Hace siglos Quevedo se preguntó
por qué se ha de sentir lo que se dice y nunca se ha de decir lo que se siente. La
respuesta, entonces y ahora, es que no resulta conveniente. Los ataques de sinceridad se consideran peligrosa
artillería gramatical. Es más cómodo y rentable aplicar la
tibieza, la moderación, la respuesta mecánica que menos moleste, no importa lo
alejada que esté de la razón y la verdad. Decir lo que se piensa nunca es útil,
y a la vez explica que frecuentemente se diga una cosa y luego se haga la
contraria.
Hoy nos dicen que la debacle
griega dispara la prima de riesgo, ayer la disparaba la falta de confianza en
el gobierno socialista.
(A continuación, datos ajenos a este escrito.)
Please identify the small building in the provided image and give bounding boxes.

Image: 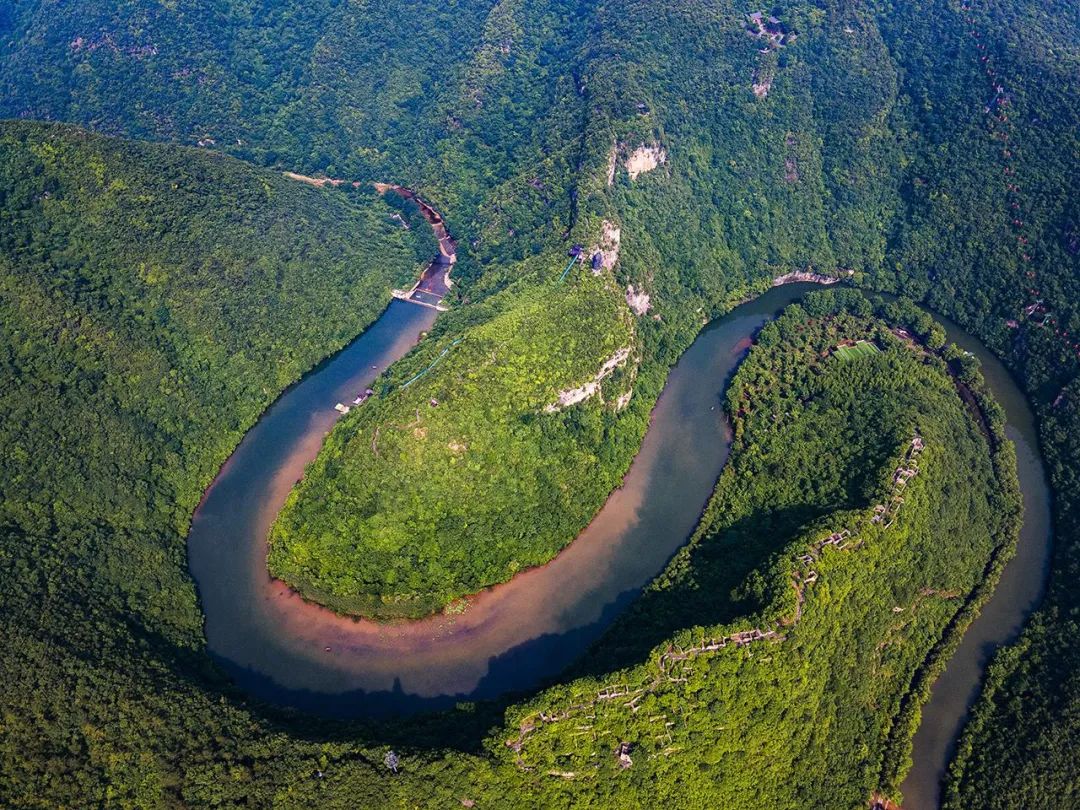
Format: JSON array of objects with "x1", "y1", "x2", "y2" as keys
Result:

Hoy los indignados están manipulados por la izquierda,
ayer eran descontentos con el gobierno del PSOE. Hoy el paro crece merced a una
reforma laboral que garantiza la supervivencia de las empresas españolas, ayer
era culpa del inútil de Zapatero. Hoy es imprescindible subir el IVA para
salvar al país de la ruina económica, ayer Esperanza Aguirre emprendía una
campaña de insumisión para no pagar este impuesto. Hoy estamos construyendo un
campo de hockey olímpico en Santander y ayer nos llamaban la atención por la
escandalosa deuda municipal. Hoy tenemos 10.000 millones de euros para sanear bancos y ayer
estábamos tan arruinados que no había más remedio que subir los impuestos,
recortar en educación y en sanidad. Hoy es nulo despedir por motivos políticos
a quien ayer fue lícito contratar por la misma causa. Hoy hay que cerrar una residencia
en la que ayer se invirtieron cuatro millones de euros para reformarla.
Los ciudadanos soportamos
explicaciones contradictorias sin inmutarnos. Ni ellos se creen lo que dicen ni
nosotros lo que nos cuentan. Pero todos queremos tener opiniones, aunque no todos seamos capaces de pensar.